Surjectivity (onto) for isomorphism definition I have two books on algebra where one makes the definition of isomorphism to be a bijective homomorphism, while the other makes it as an injective homomorphism.
I am doing the exercises from one book and learning from the other (not optimal I know), and so I am wondering what definition is considered the convention. 
If both are conventionally okay, is something lost by removing the surjective part of the bijection and if so what? I realise it's a rather uninteresting question, but if someone has the time I would appreciate the answer. Thank you!

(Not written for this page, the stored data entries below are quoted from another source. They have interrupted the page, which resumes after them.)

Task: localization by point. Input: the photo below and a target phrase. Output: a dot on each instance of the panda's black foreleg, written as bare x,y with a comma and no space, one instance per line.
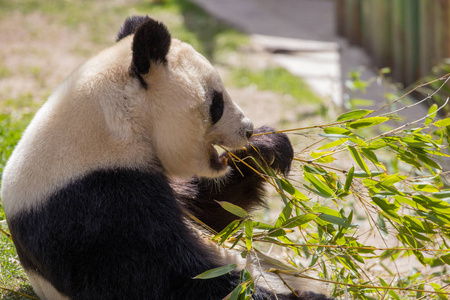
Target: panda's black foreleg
243,185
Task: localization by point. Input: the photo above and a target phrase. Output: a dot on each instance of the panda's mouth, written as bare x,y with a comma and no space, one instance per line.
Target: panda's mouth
217,162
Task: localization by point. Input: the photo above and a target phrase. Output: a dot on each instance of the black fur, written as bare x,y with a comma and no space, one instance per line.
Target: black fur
120,234
243,187
130,25
151,44
116,234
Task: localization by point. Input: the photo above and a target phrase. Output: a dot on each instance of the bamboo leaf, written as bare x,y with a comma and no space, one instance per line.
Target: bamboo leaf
319,185
335,220
349,179
314,170
248,233
216,272
367,122
298,221
354,114
358,159
234,209
442,123
431,114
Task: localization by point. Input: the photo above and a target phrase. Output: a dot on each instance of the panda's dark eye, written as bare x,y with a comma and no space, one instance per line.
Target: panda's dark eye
217,106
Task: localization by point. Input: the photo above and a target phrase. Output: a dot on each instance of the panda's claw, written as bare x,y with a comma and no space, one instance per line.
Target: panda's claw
272,149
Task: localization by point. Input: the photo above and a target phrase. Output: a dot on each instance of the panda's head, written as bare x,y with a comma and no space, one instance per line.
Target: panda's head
184,108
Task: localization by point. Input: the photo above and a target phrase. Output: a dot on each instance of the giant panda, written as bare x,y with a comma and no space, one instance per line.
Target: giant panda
97,190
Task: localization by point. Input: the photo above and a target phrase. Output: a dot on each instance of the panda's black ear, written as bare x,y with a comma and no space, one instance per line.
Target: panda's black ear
130,25
151,44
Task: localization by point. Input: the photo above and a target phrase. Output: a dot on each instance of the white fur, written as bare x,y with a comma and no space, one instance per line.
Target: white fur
101,117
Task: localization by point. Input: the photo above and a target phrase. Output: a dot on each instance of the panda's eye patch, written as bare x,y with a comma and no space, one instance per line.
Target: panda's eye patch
217,106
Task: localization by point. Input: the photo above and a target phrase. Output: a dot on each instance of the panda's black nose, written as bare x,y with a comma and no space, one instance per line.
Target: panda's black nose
249,133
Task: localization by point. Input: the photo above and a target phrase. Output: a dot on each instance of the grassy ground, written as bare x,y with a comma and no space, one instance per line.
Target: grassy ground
44,40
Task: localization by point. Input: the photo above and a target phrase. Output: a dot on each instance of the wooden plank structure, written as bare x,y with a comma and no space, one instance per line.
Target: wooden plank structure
409,36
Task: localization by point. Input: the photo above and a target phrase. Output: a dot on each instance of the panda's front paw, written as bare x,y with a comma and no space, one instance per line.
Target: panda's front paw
273,149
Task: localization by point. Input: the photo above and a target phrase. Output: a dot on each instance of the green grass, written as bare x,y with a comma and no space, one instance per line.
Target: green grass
277,80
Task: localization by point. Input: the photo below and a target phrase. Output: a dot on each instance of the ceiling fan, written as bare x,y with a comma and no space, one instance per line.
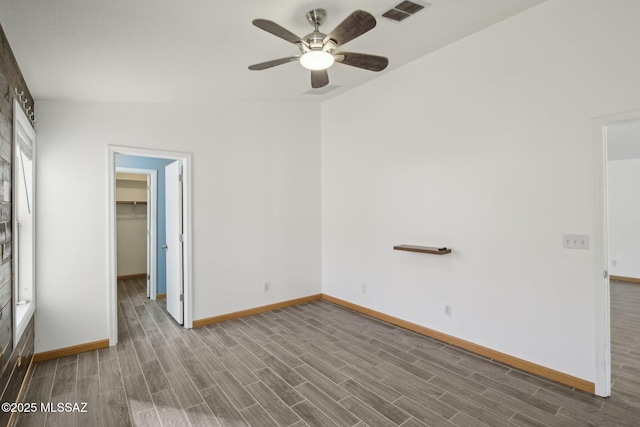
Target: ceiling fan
318,51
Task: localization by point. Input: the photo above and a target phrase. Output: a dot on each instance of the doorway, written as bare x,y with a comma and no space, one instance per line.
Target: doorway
604,128
136,229
182,210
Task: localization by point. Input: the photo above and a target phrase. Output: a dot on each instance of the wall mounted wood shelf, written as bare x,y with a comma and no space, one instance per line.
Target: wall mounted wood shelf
423,249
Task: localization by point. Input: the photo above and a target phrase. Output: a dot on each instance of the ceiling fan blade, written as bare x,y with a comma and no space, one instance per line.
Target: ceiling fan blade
273,63
277,30
354,25
319,78
362,60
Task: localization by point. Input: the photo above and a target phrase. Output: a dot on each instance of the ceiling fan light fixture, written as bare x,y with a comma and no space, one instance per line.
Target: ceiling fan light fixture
316,60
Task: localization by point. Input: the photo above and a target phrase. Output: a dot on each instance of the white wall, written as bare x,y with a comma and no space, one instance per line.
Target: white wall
486,147
256,206
623,182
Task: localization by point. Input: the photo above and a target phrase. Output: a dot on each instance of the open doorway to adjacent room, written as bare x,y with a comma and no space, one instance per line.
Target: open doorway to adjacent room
149,232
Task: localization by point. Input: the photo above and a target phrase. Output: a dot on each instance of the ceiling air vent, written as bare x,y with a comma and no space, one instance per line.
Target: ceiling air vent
404,10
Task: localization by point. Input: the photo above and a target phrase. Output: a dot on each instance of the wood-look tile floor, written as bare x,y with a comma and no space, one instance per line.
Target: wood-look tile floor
317,364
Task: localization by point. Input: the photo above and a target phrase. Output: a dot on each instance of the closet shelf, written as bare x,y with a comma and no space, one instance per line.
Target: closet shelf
423,249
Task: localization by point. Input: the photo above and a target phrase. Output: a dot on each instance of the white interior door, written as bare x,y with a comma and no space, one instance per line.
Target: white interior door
173,245
149,261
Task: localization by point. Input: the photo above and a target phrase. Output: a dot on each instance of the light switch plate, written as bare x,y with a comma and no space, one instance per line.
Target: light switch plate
575,241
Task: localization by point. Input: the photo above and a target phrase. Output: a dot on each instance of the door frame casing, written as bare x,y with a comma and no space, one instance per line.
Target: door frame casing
185,159
601,248
152,212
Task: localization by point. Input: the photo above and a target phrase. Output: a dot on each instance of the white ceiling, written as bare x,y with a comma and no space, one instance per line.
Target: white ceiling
199,50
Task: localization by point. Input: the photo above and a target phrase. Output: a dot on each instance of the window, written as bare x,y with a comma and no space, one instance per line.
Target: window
23,222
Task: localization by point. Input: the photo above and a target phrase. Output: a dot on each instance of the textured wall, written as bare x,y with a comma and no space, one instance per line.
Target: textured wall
13,361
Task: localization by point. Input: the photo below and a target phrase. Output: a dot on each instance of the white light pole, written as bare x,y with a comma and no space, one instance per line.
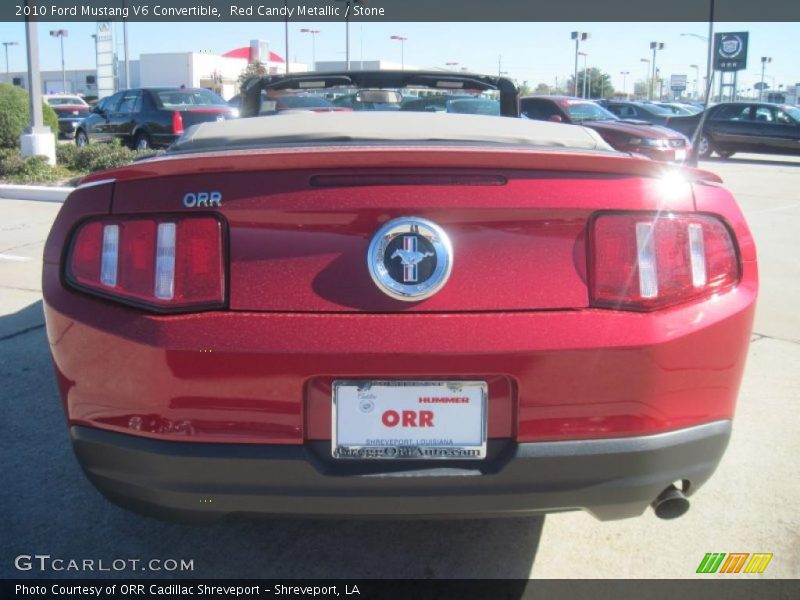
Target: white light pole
313,33
654,46
37,139
764,61
7,44
646,71
578,36
402,40
61,34
696,78
584,55
705,40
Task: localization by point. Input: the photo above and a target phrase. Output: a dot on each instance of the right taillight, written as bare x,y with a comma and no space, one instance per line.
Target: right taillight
177,123
165,263
645,261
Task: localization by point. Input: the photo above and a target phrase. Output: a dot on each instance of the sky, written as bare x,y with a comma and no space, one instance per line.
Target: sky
530,52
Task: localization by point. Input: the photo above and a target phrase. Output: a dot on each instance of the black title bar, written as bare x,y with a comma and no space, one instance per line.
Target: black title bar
398,10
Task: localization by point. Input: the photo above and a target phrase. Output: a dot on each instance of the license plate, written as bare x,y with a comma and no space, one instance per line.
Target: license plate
412,420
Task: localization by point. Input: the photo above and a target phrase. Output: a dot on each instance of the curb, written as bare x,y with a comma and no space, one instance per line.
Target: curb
41,193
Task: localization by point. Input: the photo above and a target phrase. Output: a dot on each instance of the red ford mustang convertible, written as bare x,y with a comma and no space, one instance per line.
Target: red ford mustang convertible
406,314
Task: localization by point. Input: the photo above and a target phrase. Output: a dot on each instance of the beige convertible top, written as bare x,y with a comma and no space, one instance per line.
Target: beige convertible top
307,127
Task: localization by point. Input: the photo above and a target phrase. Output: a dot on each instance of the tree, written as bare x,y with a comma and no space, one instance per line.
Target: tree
254,69
15,115
598,83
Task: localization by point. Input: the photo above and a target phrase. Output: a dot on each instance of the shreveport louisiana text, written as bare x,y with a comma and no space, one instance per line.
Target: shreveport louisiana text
133,10
174,589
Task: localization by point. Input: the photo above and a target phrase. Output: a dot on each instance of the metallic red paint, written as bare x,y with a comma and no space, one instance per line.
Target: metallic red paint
514,314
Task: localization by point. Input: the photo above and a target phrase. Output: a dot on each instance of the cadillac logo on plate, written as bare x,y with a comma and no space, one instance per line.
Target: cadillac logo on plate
410,258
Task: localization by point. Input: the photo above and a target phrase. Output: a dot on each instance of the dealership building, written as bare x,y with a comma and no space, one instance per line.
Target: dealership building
219,73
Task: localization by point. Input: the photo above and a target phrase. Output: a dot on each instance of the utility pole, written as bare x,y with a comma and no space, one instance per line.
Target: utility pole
313,33
402,41
578,36
584,55
286,34
696,79
764,61
125,51
61,34
37,139
654,46
7,44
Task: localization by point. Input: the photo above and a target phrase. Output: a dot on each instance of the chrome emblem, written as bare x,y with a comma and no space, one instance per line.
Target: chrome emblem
410,258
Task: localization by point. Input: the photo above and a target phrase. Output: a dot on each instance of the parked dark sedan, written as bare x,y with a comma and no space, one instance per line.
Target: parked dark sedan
642,111
70,110
150,117
384,100
626,135
454,103
733,127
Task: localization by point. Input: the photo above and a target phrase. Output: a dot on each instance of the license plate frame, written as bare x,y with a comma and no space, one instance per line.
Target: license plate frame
471,402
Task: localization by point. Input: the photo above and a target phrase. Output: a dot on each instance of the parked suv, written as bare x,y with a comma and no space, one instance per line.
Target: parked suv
733,127
150,117
625,135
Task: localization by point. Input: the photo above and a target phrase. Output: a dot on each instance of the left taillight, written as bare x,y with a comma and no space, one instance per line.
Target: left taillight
167,264
647,261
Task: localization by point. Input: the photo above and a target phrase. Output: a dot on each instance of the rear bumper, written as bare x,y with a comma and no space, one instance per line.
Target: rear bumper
610,478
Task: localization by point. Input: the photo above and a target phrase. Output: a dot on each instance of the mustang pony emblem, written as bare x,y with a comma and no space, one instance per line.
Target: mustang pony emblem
410,257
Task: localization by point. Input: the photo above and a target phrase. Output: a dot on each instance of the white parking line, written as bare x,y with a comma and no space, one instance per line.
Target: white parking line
14,257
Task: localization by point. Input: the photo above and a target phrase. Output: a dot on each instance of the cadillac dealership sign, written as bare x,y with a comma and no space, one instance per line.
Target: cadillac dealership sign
730,51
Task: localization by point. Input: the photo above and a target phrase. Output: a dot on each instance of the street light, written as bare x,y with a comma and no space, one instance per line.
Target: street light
61,34
696,78
654,46
402,40
349,3
624,79
584,55
646,70
578,36
313,33
7,44
764,61
696,35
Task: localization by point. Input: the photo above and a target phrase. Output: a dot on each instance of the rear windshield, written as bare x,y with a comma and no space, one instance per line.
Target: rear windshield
474,107
66,101
186,99
303,102
656,109
588,111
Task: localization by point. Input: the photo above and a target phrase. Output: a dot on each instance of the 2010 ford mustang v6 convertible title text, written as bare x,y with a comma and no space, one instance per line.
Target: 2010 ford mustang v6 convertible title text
404,312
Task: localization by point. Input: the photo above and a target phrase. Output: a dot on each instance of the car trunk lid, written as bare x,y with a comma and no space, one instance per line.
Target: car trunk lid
300,222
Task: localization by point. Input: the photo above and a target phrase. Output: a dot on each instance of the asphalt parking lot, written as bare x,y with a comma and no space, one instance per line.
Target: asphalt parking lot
750,505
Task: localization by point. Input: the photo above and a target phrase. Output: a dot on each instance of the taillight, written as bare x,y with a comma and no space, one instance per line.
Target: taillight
177,123
645,261
163,263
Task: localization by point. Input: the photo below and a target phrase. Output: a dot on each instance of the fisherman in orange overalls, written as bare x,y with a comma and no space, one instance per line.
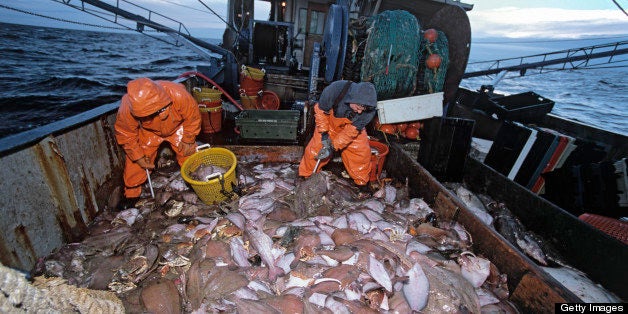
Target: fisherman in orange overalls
342,112
150,113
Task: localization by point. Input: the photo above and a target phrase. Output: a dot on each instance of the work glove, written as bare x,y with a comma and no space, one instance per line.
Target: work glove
321,119
325,151
345,137
145,163
187,149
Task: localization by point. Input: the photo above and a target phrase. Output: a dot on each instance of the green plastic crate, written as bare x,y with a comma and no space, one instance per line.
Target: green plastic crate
268,124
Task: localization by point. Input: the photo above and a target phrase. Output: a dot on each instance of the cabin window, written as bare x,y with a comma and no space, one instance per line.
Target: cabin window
317,22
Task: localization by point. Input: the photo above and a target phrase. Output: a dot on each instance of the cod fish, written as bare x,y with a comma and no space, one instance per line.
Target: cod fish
263,244
513,230
475,205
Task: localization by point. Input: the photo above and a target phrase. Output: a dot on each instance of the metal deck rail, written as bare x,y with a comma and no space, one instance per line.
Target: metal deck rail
575,58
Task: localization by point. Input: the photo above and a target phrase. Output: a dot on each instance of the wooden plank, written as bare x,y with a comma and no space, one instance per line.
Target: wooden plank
533,296
410,108
266,154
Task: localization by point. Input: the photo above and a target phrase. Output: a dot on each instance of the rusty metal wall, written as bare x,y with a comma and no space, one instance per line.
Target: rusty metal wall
48,189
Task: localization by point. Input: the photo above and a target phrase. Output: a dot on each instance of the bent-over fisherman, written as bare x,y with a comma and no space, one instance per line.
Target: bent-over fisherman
342,113
150,113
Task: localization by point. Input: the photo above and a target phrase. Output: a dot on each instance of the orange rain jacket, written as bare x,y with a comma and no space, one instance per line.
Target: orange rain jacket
346,130
140,128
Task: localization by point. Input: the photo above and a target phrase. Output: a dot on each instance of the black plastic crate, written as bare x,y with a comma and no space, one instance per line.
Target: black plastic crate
445,144
525,107
475,100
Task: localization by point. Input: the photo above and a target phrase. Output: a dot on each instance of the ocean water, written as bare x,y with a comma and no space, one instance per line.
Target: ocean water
597,95
49,74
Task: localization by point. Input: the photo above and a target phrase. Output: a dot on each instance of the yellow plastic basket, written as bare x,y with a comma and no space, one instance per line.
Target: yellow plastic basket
214,190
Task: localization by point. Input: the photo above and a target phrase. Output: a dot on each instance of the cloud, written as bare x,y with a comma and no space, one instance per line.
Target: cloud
516,22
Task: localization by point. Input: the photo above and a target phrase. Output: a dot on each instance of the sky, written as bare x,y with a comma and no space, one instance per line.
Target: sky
565,19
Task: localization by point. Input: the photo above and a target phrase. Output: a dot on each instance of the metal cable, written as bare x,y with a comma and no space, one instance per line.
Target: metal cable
61,20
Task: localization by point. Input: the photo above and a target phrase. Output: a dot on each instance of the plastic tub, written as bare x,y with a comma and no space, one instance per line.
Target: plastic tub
214,190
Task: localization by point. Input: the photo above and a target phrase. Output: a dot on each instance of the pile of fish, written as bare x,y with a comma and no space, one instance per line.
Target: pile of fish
284,245
496,215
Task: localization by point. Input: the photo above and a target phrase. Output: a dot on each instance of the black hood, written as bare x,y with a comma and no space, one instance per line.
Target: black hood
363,94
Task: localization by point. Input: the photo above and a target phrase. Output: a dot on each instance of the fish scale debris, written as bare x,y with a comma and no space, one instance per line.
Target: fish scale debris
269,251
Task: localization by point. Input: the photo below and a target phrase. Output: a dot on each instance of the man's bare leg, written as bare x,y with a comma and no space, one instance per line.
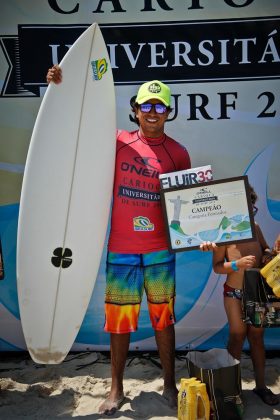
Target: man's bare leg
119,350
165,340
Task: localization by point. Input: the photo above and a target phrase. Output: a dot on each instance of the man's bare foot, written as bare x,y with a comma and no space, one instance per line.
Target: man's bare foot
111,405
171,395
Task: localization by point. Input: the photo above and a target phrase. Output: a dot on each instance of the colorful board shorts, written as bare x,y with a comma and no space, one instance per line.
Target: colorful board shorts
127,277
232,292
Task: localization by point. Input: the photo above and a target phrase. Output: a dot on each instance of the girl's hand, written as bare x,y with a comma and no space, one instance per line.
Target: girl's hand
246,262
208,246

 A: The "correct" definition of an isomorphism is a homomorphism which has an inverse homomorphism. For many algebraic structures this is the same as a bijective homomorphism, but not always, see lhf's remark. There is the “Injectivity Implies Surjectivity Trick”. This means that it is often enough for an isomorphism to have an injective homomorphism.
A: Consider the two groups $\mathbb{Z}/2$ and $\mathbb{Z}/4$ (the integers modulo $2$ and modulo $4$).  We can write $\mathbb{Z}/2=\{0,1\}$ and $\mathbb{Z}/4=\{0,1,2,3\}$.
In modern notation, we would not say that these two groups are isomorphic because there is no bijection between them (as they are different sizes).  There is, however, an injective map from $\mathbb{Z}/2$ to $\mathbb{Z}/4$ given by $0\mapsto 0$ and $1\mapsto 2$.  In this case, the subgroup $\langle 2\rangle\subseteq\mathbb{Z}/4$ is isomorphic to $\mathbb{Z}/2$.
In older notation, an injective map might be called an isomorphism because the image of the map, in the example above, the image is $\langle 2\rangle$, is isomorphic to $\mathbb{Z}/2$.